Transport to Thursday Island’s necklace of wonderful islands and the birthplace of Mabo by helicopter proved to be a little hairy, as the young pilots detailed the challenges of flying in the tropics. Pilot whales cruised the channel close to the hospital, and a large green frog jumped around my home, often settling between the toilet bowl and the toilet roll holder to surprise the night visitor.

Running tracks in Bamaga terminated at a delicious water hole guarded by the drumming black cockatoos. Dangerously though, Scottish lassies are slow to recognise that crocodiles reside in the billabongs and “cheeky” cows or donkeys often are ready to charge.

Norfolk Island

Shopping in remote areas can comes with its own rules, for example the thought-provoking “No nappy – no shopping”. Norfolk Island, on a spectacular but precariously placed volcano, 500km from the Australian mainlands, requires some foodie forward thinking. The general store looked like a covid lockdown blitz but with a surfeit of toilet paper. Non-arrival of the barge meant MasterChef type manipulations of passion fruit, yoghurt, eggs and cabbage in limited variations. The next two weeks firmly introduced me to the world of “making do”.

Victoria

Food is ever important and a recent foray into Murray Sunset Country introduced its own idiosyncrasies.

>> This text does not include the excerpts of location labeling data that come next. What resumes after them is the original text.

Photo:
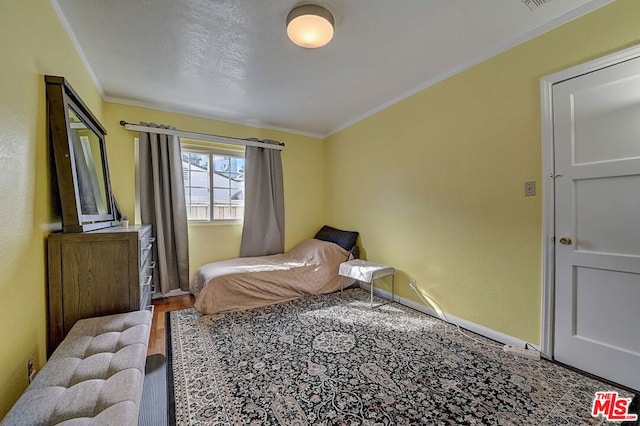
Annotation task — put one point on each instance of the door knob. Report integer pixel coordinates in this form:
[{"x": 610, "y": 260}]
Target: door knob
[{"x": 565, "y": 241}]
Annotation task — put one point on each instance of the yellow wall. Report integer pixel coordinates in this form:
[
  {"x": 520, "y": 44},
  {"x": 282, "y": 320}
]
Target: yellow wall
[
  {"x": 434, "y": 183},
  {"x": 32, "y": 43},
  {"x": 302, "y": 162},
  {"x": 437, "y": 180}
]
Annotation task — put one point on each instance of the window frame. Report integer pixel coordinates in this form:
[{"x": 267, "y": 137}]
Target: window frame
[{"x": 211, "y": 152}]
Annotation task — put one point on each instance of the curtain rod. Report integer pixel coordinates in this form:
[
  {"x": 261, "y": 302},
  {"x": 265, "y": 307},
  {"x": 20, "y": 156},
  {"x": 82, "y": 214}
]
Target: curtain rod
[{"x": 200, "y": 136}]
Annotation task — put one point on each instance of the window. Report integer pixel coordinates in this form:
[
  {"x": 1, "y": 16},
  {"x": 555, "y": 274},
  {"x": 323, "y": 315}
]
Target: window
[{"x": 213, "y": 184}]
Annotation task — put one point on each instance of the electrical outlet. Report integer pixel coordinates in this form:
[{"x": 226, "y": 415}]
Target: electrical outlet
[{"x": 31, "y": 373}]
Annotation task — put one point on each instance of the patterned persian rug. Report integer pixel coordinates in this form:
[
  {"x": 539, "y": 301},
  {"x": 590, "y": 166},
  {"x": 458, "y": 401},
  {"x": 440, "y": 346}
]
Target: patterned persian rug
[{"x": 333, "y": 360}]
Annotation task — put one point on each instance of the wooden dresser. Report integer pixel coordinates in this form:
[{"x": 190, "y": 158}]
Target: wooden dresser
[{"x": 96, "y": 273}]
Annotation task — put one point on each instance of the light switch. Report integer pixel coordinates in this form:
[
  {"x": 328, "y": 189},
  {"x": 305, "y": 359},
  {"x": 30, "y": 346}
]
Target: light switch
[{"x": 530, "y": 188}]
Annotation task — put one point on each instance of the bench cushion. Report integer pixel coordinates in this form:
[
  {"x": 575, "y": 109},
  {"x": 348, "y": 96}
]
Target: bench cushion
[{"x": 94, "y": 377}]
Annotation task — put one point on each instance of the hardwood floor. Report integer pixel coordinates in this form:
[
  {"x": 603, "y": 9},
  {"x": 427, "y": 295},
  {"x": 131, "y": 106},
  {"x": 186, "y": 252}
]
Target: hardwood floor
[{"x": 157, "y": 338}]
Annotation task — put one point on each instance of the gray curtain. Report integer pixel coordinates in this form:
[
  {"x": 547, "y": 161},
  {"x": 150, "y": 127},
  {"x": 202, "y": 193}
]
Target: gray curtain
[
  {"x": 263, "y": 229},
  {"x": 162, "y": 204}
]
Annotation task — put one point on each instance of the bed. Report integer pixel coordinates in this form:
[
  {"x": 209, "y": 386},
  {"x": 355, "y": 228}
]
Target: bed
[{"x": 309, "y": 268}]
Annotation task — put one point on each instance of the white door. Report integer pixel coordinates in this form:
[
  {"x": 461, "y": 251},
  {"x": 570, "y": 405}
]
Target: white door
[{"x": 596, "y": 126}]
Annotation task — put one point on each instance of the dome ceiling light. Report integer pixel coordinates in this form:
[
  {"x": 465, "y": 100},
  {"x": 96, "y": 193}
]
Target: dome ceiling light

The vanilla slice hometown beckoned, but little did I know that my bakery rendezvous time was critical. The meeting time of the “Secret Singles – no questions asked” coincided with my indulgence. I only cottoned on afterwards, having misinterpreted all those meaningful glances as just the glazing-over that occurs when you ingest 10,000 calories in one solid slice.

Tasmania

“Would the young doctor like one of these?” He twitched index and middle fingers of both hands and nodded to his wife. Being taught by my father from an early age to never say no – though I think he meant mainly on the dance floor – I said yes, being unaware of this Taswegian secret sign. A freshly caught lobster of massive dimensions was thrust into my arms! That big beastie found me many friends amongst the other locum doctors that weekend.

Melbourne

Even in the big city environs of Melbourne there flourishes a certain need to keep the doctor happy. Wildly waving a large bunch of rhubarb, he stoated (an essential Scottish verb meaning to decisively bounce) off the walls on his trajectory towards my consulting room. Years of experience made me smell a rat, whose name was acute lobar pneumonia. My plea: “Next time don’t worry about the rhubarb!” 

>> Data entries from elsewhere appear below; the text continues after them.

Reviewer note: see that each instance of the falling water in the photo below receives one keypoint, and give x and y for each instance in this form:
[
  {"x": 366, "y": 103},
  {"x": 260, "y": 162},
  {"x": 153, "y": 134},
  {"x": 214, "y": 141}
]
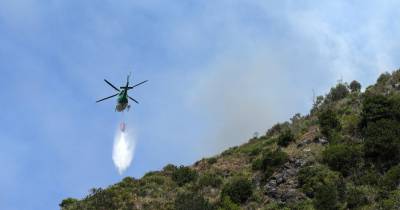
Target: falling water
[{"x": 123, "y": 151}]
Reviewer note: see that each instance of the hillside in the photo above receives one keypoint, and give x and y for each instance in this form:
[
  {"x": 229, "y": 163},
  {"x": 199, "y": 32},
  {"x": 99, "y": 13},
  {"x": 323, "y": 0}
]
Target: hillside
[{"x": 344, "y": 154}]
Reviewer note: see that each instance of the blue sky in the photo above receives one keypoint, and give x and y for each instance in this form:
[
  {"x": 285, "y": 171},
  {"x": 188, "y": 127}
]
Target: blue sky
[{"x": 218, "y": 71}]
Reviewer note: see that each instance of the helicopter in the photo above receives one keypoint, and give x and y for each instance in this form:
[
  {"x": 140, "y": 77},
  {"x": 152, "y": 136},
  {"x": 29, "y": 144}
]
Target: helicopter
[{"x": 123, "y": 97}]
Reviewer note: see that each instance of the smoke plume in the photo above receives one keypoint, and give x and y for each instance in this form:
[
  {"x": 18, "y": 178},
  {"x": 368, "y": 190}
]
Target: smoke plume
[{"x": 123, "y": 151}]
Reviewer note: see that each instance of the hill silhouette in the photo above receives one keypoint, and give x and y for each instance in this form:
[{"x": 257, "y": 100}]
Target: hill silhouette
[{"x": 344, "y": 154}]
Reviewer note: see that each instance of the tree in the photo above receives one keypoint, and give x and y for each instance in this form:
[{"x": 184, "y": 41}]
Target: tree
[
  {"x": 343, "y": 158},
  {"x": 326, "y": 186},
  {"x": 183, "y": 175},
  {"x": 338, "y": 92},
  {"x": 192, "y": 201},
  {"x": 285, "y": 138},
  {"x": 382, "y": 142},
  {"x": 239, "y": 190},
  {"x": 355, "y": 86},
  {"x": 329, "y": 122}
]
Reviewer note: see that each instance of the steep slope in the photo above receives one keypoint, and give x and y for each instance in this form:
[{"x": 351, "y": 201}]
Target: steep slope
[{"x": 344, "y": 154}]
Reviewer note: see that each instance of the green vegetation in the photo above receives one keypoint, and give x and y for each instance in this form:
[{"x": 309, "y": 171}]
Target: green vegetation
[
  {"x": 210, "y": 179},
  {"x": 290, "y": 167},
  {"x": 355, "y": 86},
  {"x": 270, "y": 161},
  {"x": 326, "y": 186},
  {"x": 346, "y": 159},
  {"x": 239, "y": 189},
  {"x": 329, "y": 122},
  {"x": 193, "y": 201},
  {"x": 183, "y": 175},
  {"x": 285, "y": 138}
]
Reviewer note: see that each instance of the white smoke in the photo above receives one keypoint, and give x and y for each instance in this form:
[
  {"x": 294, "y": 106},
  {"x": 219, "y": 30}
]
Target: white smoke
[{"x": 123, "y": 151}]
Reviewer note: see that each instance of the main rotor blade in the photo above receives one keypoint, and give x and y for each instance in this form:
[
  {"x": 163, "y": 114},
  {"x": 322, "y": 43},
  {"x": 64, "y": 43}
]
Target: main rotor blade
[
  {"x": 134, "y": 85},
  {"x": 106, "y": 98},
  {"x": 109, "y": 83},
  {"x": 139, "y": 83},
  {"x": 133, "y": 100}
]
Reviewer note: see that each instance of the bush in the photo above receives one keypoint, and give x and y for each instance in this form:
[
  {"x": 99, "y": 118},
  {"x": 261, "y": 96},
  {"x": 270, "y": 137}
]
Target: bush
[
  {"x": 369, "y": 176},
  {"x": 326, "y": 186},
  {"x": 239, "y": 190},
  {"x": 211, "y": 160},
  {"x": 343, "y": 158},
  {"x": 329, "y": 122},
  {"x": 192, "y": 201},
  {"x": 285, "y": 138},
  {"x": 382, "y": 143},
  {"x": 357, "y": 196},
  {"x": 383, "y": 78},
  {"x": 227, "y": 204},
  {"x": 355, "y": 86},
  {"x": 277, "y": 128},
  {"x": 183, "y": 175},
  {"x": 392, "y": 202},
  {"x": 210, "y": 179},
  {"x": 391, "y": 180},
  {"x": 338, "y": 92},
  {"x": 376, "y": 107},
  {"x": 270, "y": 161}
]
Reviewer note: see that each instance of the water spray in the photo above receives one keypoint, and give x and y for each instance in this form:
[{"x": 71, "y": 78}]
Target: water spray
[{"x": 124, "y": 148}]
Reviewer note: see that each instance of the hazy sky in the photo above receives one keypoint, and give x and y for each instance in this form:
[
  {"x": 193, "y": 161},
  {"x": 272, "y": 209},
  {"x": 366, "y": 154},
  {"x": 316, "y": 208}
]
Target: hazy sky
[{"x": 218, "y": 71}]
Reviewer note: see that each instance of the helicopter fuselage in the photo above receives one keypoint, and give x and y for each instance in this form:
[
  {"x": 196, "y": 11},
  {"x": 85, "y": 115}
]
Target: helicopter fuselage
[{"x": 122, "y": 102}]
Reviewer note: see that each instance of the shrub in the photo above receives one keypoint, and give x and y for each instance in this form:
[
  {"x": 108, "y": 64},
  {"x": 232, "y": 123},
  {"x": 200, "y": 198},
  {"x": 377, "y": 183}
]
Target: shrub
[
  {"x": 285, "y": 138},
  {"x": 338, "y": 92},
  {"x": 357, "y": 196},
  {"x": 355, "y": 86},
  {"x": 211, "y": 160},
  {"x": 277, "y": 128},
  {"x": 392, "y": 202},
  {"x": 329, "y": 122},
  {"x": 369, "y": 176},
  {"x": 383, "y": 78},
  {"x": 391, "y": 180},
  {"x": 192, "y": 201},
  {"x": 239, "y": 190},
  {"x": 210, "y": 179},
  {"x": 183, "y": 175},
  {"x": 376, "y": 107},
  {"x": 343, "y": 158},
  {"x": 326, "y": 197},
  {"x": 227, "y": 204},
  {"x": 270, "y": 161},
  {"x": 326, "y": 186},
  {"x": 382, "y": 142}
]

But he was not deterred. The same chap, at the fruit shop, lowered his lips to my ear to urgently whisper “follow me doctor”. Again, my inclination was just to acquiesce. Following him home to collect a white parcel of freshly caught flathead, I reflected on the beauty of those special moments that we share when patients become family.

Dr Cadzow is currently on a camel trek in the Simpson Desert. She’ll be back.